Knowledge, Skill, and Hardware. You have to have all three to be successful in the long range shooting. Knowledge alone is not enough as skill is what makes that knowledge complete. Skill alone is not possible without knowledge. Hardware can make up for some of the deficiencies, but it will take a skilled and knowledgeable shooter to make things happen. Practice in the context of learning is paramount but practice alone is not everything - just go to the local range and watch the *same* people shooting daily or weekly, month after month, *without* any progress. And finally, after all three are accomplished to a certain degree, your physical limit will take over, because not everyone can shoot to 1500 meters, or 1000 meters, or even 500 meters. Otherwise, everyone will be a sniper. My own physical limit is around 900 yards. Beyond that, I am just wasting my ammo and time...

AH.


----------



## xdeano (Jan 14, 2005)

FMO,

I'm shooting a 308win, 155g Lapua Scenar @2825fps. 100yd zero. It's going a bit slow but that's where my accuracy node is the other is was to slow and I have another just outside of 2950, which is to hot for my liking in a 22" barrel.

here is what my handheld says.
temp: 66*F
Altitude: 1070ft
Pressure 30.04"
Incline: 0
650yds, -101 inches, 15.5MOA
Velocity: 1761fps
Energy: 1068 ft.lbs

155g Scenar has a bc of .508.
scope height 2"
1:11.25" twist

Go ahead and run the ballistics, it's right on the nuts. I'm using Pejsa Ballistics.

AH,
You're on the money! everyone has a limit.

xdeano


----------



## huntin1 (Nov 14, 2003)

Bug Guy said:


> I hate to say it boys, but not everyone is capable of being a long range shooter.

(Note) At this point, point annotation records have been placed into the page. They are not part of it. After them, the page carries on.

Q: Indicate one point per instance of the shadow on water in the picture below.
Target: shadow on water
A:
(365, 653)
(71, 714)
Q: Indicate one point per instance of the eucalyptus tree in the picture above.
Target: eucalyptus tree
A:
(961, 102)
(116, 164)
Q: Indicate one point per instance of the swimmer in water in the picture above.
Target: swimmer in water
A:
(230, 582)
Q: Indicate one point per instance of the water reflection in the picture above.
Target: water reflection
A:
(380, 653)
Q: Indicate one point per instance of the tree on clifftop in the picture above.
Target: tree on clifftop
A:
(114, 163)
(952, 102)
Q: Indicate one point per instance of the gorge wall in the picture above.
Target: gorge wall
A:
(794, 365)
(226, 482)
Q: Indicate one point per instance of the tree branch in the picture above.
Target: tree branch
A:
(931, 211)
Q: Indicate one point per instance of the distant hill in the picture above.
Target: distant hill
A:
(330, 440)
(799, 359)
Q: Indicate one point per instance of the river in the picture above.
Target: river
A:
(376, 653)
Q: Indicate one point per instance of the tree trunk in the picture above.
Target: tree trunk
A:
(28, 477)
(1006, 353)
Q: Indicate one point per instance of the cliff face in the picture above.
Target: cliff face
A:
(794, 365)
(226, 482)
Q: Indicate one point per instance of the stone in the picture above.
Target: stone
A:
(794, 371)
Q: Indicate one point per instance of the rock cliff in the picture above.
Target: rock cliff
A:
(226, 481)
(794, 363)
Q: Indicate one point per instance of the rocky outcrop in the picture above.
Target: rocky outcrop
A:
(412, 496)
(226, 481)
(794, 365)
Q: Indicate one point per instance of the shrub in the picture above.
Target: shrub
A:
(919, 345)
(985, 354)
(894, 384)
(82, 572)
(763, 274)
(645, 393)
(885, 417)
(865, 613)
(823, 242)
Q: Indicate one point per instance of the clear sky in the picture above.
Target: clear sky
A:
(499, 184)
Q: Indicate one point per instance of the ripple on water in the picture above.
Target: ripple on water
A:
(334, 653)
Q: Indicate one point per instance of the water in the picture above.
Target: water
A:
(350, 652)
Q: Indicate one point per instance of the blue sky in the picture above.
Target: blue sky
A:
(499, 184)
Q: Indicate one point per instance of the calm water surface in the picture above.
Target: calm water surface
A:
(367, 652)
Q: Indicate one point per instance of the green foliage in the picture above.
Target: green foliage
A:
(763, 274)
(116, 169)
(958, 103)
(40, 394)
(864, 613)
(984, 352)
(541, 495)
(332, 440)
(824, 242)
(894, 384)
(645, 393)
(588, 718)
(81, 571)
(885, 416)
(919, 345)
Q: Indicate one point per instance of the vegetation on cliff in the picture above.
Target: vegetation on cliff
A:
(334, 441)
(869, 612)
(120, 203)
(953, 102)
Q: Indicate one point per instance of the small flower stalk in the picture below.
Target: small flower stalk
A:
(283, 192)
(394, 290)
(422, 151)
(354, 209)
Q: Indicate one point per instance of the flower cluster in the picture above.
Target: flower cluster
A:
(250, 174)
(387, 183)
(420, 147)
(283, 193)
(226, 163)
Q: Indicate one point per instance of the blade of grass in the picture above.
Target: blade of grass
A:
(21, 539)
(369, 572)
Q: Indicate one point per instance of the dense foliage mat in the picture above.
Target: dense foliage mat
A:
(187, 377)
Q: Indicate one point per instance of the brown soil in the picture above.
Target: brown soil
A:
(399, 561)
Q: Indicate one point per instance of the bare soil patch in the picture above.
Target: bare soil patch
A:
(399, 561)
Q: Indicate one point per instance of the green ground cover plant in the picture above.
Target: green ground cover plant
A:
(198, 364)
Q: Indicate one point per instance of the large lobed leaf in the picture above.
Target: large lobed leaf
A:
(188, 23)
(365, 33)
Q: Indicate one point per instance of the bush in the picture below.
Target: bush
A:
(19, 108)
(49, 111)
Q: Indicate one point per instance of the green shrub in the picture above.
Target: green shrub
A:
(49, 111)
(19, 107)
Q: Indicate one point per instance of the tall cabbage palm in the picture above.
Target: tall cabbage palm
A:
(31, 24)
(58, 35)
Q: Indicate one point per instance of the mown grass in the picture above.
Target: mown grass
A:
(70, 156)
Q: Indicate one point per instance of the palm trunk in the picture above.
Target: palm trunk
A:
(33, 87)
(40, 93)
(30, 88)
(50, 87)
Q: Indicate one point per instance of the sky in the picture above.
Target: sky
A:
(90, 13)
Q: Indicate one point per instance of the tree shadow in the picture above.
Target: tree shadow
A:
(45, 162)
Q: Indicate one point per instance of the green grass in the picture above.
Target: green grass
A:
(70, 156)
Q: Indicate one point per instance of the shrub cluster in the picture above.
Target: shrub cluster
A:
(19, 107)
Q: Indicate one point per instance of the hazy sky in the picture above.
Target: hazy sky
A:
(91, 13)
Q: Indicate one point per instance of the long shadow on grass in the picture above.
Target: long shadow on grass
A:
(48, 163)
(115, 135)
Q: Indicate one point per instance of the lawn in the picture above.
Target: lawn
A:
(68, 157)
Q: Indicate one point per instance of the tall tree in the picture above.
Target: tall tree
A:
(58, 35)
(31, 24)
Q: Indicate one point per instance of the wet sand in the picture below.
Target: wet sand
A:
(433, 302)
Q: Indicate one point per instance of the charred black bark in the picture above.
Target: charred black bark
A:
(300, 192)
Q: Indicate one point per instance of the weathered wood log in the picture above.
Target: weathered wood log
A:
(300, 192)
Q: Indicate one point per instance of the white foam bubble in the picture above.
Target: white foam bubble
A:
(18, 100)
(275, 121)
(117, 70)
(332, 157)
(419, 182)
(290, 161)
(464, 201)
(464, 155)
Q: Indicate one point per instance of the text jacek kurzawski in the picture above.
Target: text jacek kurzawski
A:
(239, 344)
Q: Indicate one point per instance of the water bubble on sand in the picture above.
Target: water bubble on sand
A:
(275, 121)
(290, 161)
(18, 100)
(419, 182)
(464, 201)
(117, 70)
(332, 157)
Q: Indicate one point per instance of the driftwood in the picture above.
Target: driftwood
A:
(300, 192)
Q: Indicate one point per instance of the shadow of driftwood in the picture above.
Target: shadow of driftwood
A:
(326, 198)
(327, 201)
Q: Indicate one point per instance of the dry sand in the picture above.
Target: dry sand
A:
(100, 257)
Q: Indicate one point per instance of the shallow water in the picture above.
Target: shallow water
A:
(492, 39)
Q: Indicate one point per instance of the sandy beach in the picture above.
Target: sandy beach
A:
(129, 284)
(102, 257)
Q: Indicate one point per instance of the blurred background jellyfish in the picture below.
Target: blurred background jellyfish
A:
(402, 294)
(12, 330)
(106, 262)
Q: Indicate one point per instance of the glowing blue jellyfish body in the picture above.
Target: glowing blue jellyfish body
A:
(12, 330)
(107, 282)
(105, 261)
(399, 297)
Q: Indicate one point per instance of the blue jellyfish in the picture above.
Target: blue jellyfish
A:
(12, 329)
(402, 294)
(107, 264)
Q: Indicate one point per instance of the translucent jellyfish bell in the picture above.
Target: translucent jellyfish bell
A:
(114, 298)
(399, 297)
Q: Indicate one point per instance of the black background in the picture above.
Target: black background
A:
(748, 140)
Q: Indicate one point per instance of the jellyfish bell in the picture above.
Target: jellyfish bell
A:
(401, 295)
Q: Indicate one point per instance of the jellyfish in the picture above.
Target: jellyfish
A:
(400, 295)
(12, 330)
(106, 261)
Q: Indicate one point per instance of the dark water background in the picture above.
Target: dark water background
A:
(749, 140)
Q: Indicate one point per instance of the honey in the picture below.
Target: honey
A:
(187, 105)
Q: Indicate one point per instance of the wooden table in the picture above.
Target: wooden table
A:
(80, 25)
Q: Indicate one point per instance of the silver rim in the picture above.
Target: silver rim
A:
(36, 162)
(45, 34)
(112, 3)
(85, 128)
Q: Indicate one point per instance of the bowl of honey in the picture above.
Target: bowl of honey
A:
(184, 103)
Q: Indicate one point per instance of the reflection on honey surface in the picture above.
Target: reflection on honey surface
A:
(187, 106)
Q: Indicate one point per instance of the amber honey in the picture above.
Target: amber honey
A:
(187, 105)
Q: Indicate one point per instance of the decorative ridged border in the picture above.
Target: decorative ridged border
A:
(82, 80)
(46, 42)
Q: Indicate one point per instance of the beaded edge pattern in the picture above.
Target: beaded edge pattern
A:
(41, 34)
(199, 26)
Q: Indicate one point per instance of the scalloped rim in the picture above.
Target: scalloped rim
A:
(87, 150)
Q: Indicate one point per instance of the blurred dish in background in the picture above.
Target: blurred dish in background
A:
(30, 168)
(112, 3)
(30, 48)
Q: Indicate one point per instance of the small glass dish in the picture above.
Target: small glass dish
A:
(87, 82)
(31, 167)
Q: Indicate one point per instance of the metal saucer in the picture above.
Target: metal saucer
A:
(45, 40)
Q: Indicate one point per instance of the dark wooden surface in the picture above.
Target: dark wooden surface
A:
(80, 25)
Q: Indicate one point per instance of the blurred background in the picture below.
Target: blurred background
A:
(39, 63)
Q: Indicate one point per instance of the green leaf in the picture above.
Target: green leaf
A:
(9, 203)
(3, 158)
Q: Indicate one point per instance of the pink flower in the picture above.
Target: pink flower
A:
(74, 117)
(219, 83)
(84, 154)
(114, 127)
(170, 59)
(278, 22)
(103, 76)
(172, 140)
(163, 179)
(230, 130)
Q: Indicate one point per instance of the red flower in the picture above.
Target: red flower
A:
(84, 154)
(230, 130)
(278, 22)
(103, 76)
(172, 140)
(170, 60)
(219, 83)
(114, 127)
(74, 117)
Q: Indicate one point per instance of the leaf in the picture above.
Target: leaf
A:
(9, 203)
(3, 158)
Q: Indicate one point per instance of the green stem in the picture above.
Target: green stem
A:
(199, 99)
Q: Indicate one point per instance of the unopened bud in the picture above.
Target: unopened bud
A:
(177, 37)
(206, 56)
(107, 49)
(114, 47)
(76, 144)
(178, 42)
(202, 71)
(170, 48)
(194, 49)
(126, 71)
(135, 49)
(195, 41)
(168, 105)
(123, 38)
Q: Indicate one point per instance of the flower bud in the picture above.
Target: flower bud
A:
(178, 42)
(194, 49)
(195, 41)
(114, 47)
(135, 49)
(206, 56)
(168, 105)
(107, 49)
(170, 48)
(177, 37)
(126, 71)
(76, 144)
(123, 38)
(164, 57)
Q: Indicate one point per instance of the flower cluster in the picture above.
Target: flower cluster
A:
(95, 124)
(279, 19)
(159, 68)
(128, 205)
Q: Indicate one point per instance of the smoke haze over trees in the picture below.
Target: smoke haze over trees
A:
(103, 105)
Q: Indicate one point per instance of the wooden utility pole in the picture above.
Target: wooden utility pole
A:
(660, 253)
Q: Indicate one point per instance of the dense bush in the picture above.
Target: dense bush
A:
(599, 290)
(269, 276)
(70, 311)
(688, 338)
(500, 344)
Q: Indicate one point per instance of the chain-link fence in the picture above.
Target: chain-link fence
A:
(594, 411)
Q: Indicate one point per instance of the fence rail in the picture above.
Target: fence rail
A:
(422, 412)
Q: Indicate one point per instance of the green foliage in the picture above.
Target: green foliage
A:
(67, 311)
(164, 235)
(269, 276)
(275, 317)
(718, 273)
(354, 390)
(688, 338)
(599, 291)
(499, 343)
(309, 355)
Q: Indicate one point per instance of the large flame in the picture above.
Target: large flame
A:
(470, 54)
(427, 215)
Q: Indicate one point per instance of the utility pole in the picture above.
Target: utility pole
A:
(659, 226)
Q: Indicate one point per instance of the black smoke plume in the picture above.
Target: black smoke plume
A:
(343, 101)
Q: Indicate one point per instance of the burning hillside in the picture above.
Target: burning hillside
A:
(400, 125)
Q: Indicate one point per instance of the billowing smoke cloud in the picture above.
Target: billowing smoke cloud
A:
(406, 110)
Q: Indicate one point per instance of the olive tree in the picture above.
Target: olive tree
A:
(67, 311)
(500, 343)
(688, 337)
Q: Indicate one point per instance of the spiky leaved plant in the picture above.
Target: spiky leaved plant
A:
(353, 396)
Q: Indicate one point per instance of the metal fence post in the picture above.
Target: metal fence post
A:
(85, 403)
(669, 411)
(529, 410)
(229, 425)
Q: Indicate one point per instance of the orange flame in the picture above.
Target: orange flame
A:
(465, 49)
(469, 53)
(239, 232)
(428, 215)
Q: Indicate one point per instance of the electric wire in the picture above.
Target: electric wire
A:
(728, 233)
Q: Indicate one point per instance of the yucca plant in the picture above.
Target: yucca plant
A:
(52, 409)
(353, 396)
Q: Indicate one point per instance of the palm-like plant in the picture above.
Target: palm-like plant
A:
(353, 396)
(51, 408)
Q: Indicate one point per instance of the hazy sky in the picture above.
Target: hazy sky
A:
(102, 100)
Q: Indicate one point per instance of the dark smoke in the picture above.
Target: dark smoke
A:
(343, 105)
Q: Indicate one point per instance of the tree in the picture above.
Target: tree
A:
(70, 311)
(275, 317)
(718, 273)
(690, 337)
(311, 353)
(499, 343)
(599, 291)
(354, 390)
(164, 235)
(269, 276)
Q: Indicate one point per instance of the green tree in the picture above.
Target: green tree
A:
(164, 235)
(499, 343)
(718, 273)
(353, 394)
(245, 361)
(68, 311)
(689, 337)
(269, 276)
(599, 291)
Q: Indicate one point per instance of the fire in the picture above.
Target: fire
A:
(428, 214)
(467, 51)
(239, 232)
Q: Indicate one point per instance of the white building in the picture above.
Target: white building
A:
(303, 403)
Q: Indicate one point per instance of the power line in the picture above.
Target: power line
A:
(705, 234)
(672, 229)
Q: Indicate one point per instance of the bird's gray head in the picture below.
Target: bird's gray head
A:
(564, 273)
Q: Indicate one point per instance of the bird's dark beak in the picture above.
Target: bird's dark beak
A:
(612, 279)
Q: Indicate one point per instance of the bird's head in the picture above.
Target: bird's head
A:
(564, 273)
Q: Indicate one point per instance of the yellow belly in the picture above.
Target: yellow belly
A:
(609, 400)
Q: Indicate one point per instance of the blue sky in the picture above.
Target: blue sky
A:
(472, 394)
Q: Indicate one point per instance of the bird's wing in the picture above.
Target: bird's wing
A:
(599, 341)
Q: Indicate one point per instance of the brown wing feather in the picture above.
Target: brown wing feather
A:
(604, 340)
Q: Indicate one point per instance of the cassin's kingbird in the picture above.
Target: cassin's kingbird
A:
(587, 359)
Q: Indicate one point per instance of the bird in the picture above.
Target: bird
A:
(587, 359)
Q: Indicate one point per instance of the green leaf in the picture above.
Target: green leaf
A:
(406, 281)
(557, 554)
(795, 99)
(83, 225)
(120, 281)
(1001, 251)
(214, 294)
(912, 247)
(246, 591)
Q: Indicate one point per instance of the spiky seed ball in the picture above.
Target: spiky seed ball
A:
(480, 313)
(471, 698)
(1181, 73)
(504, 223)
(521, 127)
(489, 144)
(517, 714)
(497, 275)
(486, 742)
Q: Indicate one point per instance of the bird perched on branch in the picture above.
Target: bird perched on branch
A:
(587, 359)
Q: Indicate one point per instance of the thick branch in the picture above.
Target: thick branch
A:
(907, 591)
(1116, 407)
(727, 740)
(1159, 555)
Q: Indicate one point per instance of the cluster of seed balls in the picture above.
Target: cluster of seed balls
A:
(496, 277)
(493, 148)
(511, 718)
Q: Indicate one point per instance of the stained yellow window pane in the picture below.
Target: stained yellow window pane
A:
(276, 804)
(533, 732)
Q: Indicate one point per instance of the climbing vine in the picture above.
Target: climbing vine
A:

Just as everyone is not capable of being a brain surgeon. Some of these shooters need to get off the testosterone kick and realize this fact. Equipment will never make up for a shortfall in skill. The guys I know that can reliably hit a 6 inch target at over 700 yards (I'm NOT one of them) spend hours and hours at the range shooting 1000's and 1000's of rounds from every conceivable shooting position with predominantly hand loads. The best don't need to brag about it either. IMO ,if a person isn't willing, or is unable to put this kind of commitment into perfecting their long range shooting skills, do the game animal and the hunting community a favor and only take shots you know you can make.


Bug Guy, you started this post saying that not everyone is capable, and end it with the key to becoming a long range shooter is a commitment into perfecting long range shooting skills. I disagree with the first statement, and agree completely with the last.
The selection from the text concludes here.